Stanley jaulte auf vor Schmerz und taumelte. Dabei kam sein Stuhl ins Wackeln und er stürzte. Schimpfend versuchte der Gangsterboss, sich wieder aufzurappeln.
„Lassen sie das!“, schimpfte Andrews mit dem Polizisten. Doch dann wurden seine Augen immer runder. „Gehen sie mal rüber“, sagte er und schob den Mann einfach beiseite. „Williams, helfen sie mir bitte“, rief er seinem Constable zu, der sofort herbeikam. Sie wuchteten Stanley Brown samt Stuhl in die Höhe, ließen ihn aber auf Geheiß des Inspektors nicht an gleicher Stelle herab. „Schauen sie sich mal diese Diele an“, forderte Andrews Williams auf.
Der ging in die Knie und schaute. „Was soll damit sein?“, fragte er.
„Die lässt sich verschieben“, erwiderte Andrews und kniete sich ebenfalls hin. Er werkelte an der verdächtigen Diele und siehe da, sie ließ sich bewegen. „Na aber hallo!“, stieß Andrews aus und klatschte in die Hände, als er es geschafft hatte, das lockere Dielenbrett zu entfernen.

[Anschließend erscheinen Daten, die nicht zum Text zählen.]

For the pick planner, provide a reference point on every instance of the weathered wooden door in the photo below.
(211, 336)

Zum Vorschein kam ein Revolver, nebst dazugehöriger Munition und ein goldener Siegelring.
„Wenn das mal kein gutes Fundstück ist“, meinte Williams und klopfte seinem Vorgesetzten freudig auf die Schulter.
Der nahm die Fundstücke aus dem Versteck. Den Revolver legte er mit den Worten: „Das muss sich Smith anschauen“, beiseite und begutachtete den Ring. „Ein sehr wertvolles Schmuckstück“, stellte er fest. „Ach, schau mal an“, stieß er aus und hielt den Ring dem Constable unter die Nase. „Was steht auf dem Siegel?“, fragte er ihn.

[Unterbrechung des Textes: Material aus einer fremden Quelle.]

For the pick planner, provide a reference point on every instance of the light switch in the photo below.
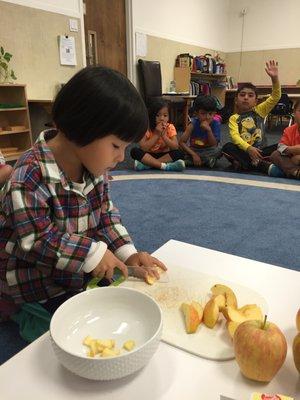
(73, 25)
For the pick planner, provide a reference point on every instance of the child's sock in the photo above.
(138, 166)
(263, 166)
(296, 174)
(178, 166)
(275, 171)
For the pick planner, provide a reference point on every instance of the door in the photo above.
(105, 33)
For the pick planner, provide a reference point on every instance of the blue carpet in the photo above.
(252, 222)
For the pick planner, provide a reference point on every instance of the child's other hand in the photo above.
(206, 124)
(289, 151)
(144, 265)
(161, 127)
(272, 69)
(254, 153)
(106, 266)
(196, 160)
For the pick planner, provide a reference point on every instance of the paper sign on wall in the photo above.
(67, 52)
(140, 44)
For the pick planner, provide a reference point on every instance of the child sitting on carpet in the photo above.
(58, 226)
(202, 136)
(159, 147)
(287, 155)
(246, 127)
(5, 170)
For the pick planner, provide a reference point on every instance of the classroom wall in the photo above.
(270, 32)
(173, 27)
(36, 59)
(66, 7)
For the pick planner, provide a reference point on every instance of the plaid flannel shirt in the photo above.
(2, 159)
(47, 227)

Williams sah nach, kräuselte die Stirn. „R.C.“, sagte er dann grinsend. „Rowan Clark.“
„Ja! Wir haben es!“, fuhr Andrews hoch. „Das wird wohl der Beweis für Browns Schuld sein.“ Er blickte zum Verdächtigen auf. „Jetzt wird dir das blöde Grinsen schon vergehen!“
„Pfff“, machte Brown nur. „Ihr könnt mir gar nichts beweisen. R.C. kann jeder sein.“
„Warten sie nur ab“, meinte Andrews. „Constable, lassen sie den Verdächtigen zum Revier bringen. Hier haben wir genug gesehen.“
Von unten her klang Poltern und Gebrüll. „Was soll das? Lasst mich los ihr Arschlöcher!“, schimpfte ein Mann laut. Als Brown die Stimme hörte, wurde er blass, sagte aber nichts. Wieder polterte es, Stühle schienen umzufallen. Ein weiterer Mann schrie. Erneut brüllte jemand: „Lasst mich los, was soll das?“ Schimpfworte der untersten Schublade folgten.
Andrews rannte zur Tür und riss diese auf. Dann rannte er zur Treppe und schaute nach unten. „Was ist da los?“, rief er.
„Keine Sorge, Inspektor“, machte sich einer der Constables bemerkbar. „Wir haben nur jemanden festgenommen. Der hat sich gewehrt. Ein Bulle von Mann. Es ging etwas haarig zu, aber wir haben ihn.“
Andrews ging nach unten, Williams und der zweite Constable folgten ihm. Gezwungenermaßen blieb Brown nichts anderes übrig, als das Gleiche zu tun. Als er den Gefangenen sah, stieß er seinen Atem aus. „Carter“, murmelte er und blickte weg.
„Kennen sie den Mann?“, fragte Andrews, der Browns Reaktion bemerkt hatte. Doch der schüttelte nur den Kopf.
„Was soll der Mist“, schimpfte der Gefesselte erneut und versuchte, sich zu befreien. Doch die zwei Constable hatten ihn fest im Griff.
„Halten sie still“, schimpfte der eine.
„Wie ist ihr Name?“, fragte Andrews den Gefangenen.
Der schwieg beharrlich.
„Wie ist ihr Name“, wiederholte Andrews seine Frage. „Sagen sie es freiwillig oder soll ich nachhelfen?“
Doch der Mann schwieg weiterhin.
„Mrs. Wilkin, kennen sie den Mann?“, wollte Andrews von der Bordellbesitzerin wissen. „Unserem Mr. Brown scheint er bekannt zu sein.“ Er schaute die Frau streng an.
„Ja“, sagte sie leise.
„Und?“
„Das ist Carter Thompson“, sagte sie dann und senkte die Augen, um Andrews starrem Blick auszuweichen.
Erneut stieß Brown heftig den Atem aus und knurrte etwas, was niemand richtig verstand. Nur Constable Williams, der direkt neben ihm stand, verstand die Worte. „Hier wird niemandem gedroht“, fuhr er den Gangsterboss an.
„Abführen!“, bestimmte Inspektor Andrews und knetete erfreut seine Hände.